Al fin regresamos adentro (descubrí que era una hazaña lograrlo cuando no había ningún apoyo), avisamos a A. Bettik por el interfono que se apoyara en el suelo y reactivamos el campo interno. Nos echamos a reír, pues suéters, emparedados, sillas, libros y varias gotas de agua de un vaso que había quedado fuera se estrellaron en la moqueta.
Ese mismo día —esa noche, mejor dicho, pues la nave había atenuado las luces para el período de sueño— bajé al nivel del holofoso para prepararme un bocado y oí ruidos suaves por la abertura de la cubierta de fuga.
—¿Aenea? —murmuré. No hubo respuesta. Fui hasta la escalera, mirando el oscuro centro y sonriendo al recordar nuestras piruetas de horas antes—. ¿Aenea?
Tampoco hubo respuesta, pero los ruidos suaves continuaban. Lamentando no tener una linterna, bajé por la escalera de metal.
Los monitores de sueño de fuga irradiaban un fulgor tenue encima de los divanes de los cubículos. Los ruidos venían del cubículo de Aenea, que me daba la espalda. Estaba cubierta hasta los hombros, pero vi el collar de la vieja camisa del cónsul que ella usaba como bata. Me acerqué sin hacer ruido y me arrodillé.
—¿Aenea?
La niña lloraba y trataba de sofocar los sollozos.
Le toqué el hombro y se volvió. Aun en ese tenue fulgor noté que hacía rato que lloraba; tenía los ojos rojos e hinchados, las mejillas húmedas.

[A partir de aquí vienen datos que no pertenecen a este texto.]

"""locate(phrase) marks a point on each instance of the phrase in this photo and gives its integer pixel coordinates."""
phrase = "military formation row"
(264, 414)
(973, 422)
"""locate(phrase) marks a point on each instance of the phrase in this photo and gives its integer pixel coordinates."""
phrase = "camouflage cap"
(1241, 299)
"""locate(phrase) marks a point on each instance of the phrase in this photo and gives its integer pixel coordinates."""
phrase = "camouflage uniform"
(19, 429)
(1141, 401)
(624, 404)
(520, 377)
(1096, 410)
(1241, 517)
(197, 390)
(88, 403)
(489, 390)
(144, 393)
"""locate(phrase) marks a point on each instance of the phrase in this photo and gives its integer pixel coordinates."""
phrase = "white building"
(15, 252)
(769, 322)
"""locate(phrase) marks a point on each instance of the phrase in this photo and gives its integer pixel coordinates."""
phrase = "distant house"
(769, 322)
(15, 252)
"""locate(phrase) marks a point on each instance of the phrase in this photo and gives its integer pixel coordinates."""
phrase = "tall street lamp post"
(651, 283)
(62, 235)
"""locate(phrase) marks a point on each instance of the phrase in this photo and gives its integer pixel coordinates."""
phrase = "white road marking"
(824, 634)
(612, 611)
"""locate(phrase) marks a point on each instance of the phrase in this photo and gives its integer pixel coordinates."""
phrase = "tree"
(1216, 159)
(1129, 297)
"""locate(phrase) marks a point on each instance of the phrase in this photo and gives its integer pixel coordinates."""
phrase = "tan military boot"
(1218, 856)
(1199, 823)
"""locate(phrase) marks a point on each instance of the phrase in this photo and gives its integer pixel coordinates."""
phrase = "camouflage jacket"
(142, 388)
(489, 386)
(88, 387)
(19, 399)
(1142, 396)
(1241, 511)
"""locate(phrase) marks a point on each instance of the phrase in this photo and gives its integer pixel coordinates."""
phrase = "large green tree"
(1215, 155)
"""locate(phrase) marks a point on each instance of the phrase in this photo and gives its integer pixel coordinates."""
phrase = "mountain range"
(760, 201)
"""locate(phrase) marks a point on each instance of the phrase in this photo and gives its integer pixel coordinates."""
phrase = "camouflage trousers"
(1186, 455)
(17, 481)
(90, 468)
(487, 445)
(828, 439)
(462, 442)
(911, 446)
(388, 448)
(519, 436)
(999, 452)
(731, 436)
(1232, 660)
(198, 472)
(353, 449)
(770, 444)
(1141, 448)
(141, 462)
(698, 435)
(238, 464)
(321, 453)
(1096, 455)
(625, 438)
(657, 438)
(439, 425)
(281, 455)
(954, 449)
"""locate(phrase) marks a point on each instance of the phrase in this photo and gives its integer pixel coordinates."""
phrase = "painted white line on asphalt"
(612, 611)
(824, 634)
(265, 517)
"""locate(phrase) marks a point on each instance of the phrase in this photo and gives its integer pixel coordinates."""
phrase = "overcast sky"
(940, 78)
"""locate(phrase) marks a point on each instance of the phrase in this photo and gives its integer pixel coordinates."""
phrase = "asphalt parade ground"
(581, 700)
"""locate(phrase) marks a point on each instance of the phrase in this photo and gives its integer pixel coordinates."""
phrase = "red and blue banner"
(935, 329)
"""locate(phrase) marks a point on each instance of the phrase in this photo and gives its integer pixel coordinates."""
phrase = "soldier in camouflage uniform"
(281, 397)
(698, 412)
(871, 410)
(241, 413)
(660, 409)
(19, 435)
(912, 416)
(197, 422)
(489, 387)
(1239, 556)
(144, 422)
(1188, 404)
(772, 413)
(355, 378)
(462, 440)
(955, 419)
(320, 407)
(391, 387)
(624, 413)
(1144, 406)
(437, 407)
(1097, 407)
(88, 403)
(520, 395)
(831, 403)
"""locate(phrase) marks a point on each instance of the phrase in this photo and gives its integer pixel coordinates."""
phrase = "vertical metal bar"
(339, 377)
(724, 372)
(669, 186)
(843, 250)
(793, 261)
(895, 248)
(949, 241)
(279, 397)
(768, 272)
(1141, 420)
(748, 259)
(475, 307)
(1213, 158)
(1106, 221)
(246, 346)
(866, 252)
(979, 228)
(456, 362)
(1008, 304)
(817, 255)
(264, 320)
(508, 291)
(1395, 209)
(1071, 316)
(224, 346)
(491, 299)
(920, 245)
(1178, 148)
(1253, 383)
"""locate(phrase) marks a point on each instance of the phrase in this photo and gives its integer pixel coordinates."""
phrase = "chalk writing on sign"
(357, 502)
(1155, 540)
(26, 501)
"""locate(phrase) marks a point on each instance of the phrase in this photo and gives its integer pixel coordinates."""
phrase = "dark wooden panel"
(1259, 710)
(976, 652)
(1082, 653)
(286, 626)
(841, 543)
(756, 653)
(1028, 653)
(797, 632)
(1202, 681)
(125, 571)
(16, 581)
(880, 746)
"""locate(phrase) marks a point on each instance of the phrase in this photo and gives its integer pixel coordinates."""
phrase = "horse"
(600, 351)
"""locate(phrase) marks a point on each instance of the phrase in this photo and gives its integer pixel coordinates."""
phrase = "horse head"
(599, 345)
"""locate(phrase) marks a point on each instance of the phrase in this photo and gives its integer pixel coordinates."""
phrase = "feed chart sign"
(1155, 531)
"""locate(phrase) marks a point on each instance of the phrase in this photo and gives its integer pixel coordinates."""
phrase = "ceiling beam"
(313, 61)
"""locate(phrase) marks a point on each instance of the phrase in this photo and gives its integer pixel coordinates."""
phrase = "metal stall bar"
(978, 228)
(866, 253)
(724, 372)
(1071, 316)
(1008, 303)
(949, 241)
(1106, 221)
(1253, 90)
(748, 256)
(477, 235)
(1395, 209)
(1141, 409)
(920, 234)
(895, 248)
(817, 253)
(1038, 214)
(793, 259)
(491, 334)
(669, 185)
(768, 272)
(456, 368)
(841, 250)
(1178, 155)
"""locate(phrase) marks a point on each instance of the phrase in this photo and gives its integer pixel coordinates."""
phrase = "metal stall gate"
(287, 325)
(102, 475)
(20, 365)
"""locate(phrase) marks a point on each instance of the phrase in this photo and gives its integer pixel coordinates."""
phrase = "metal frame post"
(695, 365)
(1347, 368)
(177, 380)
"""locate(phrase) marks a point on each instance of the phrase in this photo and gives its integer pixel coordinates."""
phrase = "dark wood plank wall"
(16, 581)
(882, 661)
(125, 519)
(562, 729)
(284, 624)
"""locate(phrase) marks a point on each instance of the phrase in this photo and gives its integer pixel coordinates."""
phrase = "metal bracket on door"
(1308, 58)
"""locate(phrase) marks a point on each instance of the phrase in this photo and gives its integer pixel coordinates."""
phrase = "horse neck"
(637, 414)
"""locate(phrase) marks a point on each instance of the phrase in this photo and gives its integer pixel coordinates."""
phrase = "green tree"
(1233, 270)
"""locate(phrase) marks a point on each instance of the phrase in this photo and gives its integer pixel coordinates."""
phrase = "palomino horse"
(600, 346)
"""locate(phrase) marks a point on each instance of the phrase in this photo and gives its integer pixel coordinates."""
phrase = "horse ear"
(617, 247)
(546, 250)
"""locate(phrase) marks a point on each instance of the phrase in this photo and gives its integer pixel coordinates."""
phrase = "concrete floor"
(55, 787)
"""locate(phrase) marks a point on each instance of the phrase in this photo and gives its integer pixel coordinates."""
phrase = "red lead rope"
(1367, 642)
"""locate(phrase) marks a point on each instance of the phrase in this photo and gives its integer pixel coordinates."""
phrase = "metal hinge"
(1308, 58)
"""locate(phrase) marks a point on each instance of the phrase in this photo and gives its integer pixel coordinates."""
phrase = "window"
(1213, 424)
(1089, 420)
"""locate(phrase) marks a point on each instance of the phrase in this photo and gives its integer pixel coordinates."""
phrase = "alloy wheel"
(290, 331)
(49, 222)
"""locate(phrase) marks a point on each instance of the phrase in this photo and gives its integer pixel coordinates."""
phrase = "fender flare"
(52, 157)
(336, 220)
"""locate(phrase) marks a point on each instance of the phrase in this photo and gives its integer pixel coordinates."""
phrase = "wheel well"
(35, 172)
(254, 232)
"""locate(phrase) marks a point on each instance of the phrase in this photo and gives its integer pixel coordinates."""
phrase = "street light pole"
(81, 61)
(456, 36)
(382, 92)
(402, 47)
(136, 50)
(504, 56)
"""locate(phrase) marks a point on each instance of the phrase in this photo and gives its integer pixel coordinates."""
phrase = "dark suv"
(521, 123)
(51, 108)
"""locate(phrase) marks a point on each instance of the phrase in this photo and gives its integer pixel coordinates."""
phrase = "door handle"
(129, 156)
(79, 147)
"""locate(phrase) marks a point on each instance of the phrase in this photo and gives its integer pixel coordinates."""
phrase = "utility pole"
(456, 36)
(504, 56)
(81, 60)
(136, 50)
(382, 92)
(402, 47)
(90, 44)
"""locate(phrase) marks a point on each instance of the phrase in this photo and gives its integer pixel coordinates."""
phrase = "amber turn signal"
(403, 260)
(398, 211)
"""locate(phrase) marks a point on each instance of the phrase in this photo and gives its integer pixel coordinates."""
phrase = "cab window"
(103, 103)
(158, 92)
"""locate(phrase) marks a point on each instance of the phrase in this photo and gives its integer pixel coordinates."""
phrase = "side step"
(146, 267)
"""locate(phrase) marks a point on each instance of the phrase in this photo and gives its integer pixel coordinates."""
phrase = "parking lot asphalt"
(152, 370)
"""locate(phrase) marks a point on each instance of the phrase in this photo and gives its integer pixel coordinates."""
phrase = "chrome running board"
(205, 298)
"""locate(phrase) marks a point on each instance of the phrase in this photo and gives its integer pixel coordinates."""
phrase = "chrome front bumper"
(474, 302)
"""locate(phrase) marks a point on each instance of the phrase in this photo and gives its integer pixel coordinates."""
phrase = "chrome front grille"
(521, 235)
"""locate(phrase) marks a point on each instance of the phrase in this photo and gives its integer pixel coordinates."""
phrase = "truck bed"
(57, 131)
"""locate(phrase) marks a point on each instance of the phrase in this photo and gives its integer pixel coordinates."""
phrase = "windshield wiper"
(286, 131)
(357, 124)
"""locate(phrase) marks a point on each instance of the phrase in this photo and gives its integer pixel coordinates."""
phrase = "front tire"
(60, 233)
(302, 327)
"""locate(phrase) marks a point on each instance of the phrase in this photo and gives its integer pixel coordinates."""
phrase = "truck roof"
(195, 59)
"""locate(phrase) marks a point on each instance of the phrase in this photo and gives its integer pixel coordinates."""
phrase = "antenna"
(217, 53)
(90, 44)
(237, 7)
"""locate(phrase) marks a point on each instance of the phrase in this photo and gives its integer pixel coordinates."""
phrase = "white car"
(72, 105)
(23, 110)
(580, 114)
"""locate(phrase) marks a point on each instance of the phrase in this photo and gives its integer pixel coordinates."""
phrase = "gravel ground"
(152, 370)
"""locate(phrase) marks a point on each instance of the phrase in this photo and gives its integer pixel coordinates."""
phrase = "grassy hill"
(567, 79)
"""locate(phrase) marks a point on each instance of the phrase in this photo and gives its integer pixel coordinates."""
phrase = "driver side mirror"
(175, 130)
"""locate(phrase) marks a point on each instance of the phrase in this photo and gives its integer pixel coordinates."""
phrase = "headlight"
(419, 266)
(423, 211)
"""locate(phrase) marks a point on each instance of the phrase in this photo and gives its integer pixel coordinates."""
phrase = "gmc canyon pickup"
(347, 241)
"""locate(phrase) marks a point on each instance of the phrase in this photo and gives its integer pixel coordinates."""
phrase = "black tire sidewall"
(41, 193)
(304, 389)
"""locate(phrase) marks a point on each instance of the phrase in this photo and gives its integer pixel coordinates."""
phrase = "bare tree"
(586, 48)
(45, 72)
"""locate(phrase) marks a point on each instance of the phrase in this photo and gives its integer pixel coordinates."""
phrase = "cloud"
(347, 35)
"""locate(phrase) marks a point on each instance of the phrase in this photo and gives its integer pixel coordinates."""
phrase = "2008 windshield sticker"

—¿Qué pasa, pequeña? —susurré. Estábamos a dos cubiertas de la sala de máquinas, donde A. Bettik dormía en su hamaca, pero la escalera estaba abierta.
Aenea tardó un instante en responder, pero al final logró calmarse.
—Lo lamento —dijo.
—Está bien. Dime qué ocurre.
—Dame un pañuelo de papel y lo haré.
Hurgué en los bolsillos de la vieja bata que el cónsul había dejado. No tenía pañuelos, pero había usado una servilleta con la torta que estaba comiendo arriba. Se la entregué.
—Gracias. —Aenea se sonó la nariz—. Me alegra no estar en gravedad cero —dijo—. Mis mocos flotarían por todas partes.
Sonreí y le estrujé el hombro.
—¿Qué sucede, Aenea?
Intentó reírse. No pudo.
—Todo. Todo anda mal. Tengo miedo. Todo lo que sé sobre el futuro me mata de miedo. No sé cómo escaparemos de esos tíos de Pax, y sé que estarán esperándonos dentro de pocos días. Extraño mi hogar. No puedo regresar, y todos los que conocí se han ido para siempre excepto Martin. Sobre todo extraño a mi madre.
Le apreté el hombro. Brawne Lamia, su madre, era un personaje legendario, una mujer que había muerto dos siglos y medio atrás. Algunos de sus huesos ya eran polvo, dondequiera que estuviesen sepultados. Para esta niña, la muerte de su madre había ocurrido sólo dos semanas atrás.
—Lo lamento —musité, y de nuevo le apreté el hombro, sintiendo la textura de la vieja camisa del cónsul—. Todo saldrá bien.
Aenea asintió y me cogió la mano. La suya aún estaba mojada. Su palma y sus dedos parecían diminutos contra mi manaza.
—¿Quieres venir a la cocina y comer un poco de torta de chalma conmigo? —susurré—. Es sabrosa.
Ella meneó la cabeza.
—Creo que ahora me dormiré. Gracias, Raul.
Me estrujó la mano antes de soltarla, y en ese instante comprendí la gran verdad: La Que Enseña, la nueva mesías, aquello que la hija de Brawne Lamia resultara ser, también era una chiquilla, una pequeña que reía haciendo piruetas en gravedad cero y lloraba de noche.
Subí silenciosamente la escalera, deteniéndome para mirarla antes de que mi cabeza llegara al nivel de la cubierta siguiente. Estaba acurrucada bajo la manta, mirando hacia el otro lado, y su cabello reflejaba el fulgor de las consolas.
—Buenas noches, Aenea —susurré, sabiendo que no me oiría—. Todo saldrá bien.